If only it were that simple. In practice, measuring the strength of the field is a tricky process that requires state-of-the-art quantum devices to reach the accuracy required. The outcome would be a definition of the kilogram in terms of the Planck constant, which links the electrical properties of the balance to the quantum processes used to measure them.
But as with the Avogadro project, turning this simple idea into a practical standard is proving to be a nightmare. The balance is besieged by a host of metrological demons, ranging from stray electromagnetic fields to the pull of the Moon. All the measurements have to be performed in a complete vacuum, screened from outside disturbances. After a decade of effort by metrology labs in Europe and the US, the accuracy of the Watt balance is now within a factor of 10 of the level needed to make it a replacement for the Sèvres kilogram. “It’s probably going to take another decade before it gets there,” says Quinn.
Although the Watt balance remains the leading contender for redefining the kilogram, few would describe it as the acme of elegance. As Quinn points out, it could all be so much easier if atoms weren’t so tiny, as then you wouldn’t need so many of them to make up a kilogram. That seems to rule out the idea of just counting the number of atoms needed to make a kilogram. Or does it?

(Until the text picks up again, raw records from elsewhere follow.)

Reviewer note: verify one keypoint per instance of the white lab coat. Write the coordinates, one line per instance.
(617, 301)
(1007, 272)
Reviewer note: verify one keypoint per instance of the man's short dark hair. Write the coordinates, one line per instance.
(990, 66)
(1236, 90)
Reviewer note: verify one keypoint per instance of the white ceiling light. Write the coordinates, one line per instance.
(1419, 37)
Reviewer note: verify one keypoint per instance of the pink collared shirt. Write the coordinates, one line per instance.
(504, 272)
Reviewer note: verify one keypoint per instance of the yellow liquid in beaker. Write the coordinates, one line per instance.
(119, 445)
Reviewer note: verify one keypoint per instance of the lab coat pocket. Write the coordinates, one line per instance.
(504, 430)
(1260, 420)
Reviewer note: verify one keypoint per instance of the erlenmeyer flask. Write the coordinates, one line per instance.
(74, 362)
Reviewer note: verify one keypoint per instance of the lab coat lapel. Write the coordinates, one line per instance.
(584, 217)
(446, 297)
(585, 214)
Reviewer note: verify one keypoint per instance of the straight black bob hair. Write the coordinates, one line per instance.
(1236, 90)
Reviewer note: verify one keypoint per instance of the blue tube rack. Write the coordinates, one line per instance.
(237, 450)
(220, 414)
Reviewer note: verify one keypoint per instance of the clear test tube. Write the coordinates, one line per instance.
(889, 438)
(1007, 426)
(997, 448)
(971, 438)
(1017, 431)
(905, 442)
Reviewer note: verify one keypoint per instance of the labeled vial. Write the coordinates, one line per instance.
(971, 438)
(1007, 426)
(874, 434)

In the early 1990s, Michael Glaeser at the PTB came up with a brilliantly simple idea: create a stream of atoms, collect them in a pot balanced on a set of scales, and see how long it takes to gather a kilogram’s worth.

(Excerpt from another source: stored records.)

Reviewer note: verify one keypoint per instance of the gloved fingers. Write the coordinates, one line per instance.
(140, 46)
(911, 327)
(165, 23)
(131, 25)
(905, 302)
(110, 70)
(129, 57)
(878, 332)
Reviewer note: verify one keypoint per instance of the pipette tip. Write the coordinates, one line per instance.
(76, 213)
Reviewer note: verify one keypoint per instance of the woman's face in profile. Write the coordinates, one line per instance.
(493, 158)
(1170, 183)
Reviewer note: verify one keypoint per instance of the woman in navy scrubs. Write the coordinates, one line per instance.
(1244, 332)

Of course, in practice it is more complex than that, but not much. Glaeser’s original idea involved firing ions of an element such as gold through a series of magnets to form a tight beam of charged particles: in other words, an electric current. Counting the number of ions is then just a matter of letting this current flow for a while. A 10-milliamp current, for example, amounts to a flow of around 200 billion billion singly charged ions per hour. At that rate, it would take around six days to collect 10 grams of gold ions: enough to form the basis of a mass standard.
Glaeser and his colleagues are now trying to get his idea to work. So far, the biggest problem has been creating a large enough current: “We started with gold ions, but the current is only microamps,” says Glaeser. He now plans to replace the gold with bismuth, which evaporates more easily when it is heated to give much bigger currents. He has also had to find ways of slowing the ions as they approach the collector, to stop them bouncing straight back out like balls at a fairground attraction. It’s tricky, but far from impossible, and it is certainly elegant.
But is there a smarter way of defining the kilogram? Davidson at NPL certainly suspects so. “Ideally the definition would be as elegant as those of the metre and the second,” he says. “Maybe we have all been looking for too high-tech an answer. There could be something really obvious out there we’ve missed.”
It is a suspicion reflected in the plaintive final line of the NPL’s official website on this most vexing of metrological challenges: “Any better ideas on a postcard please.”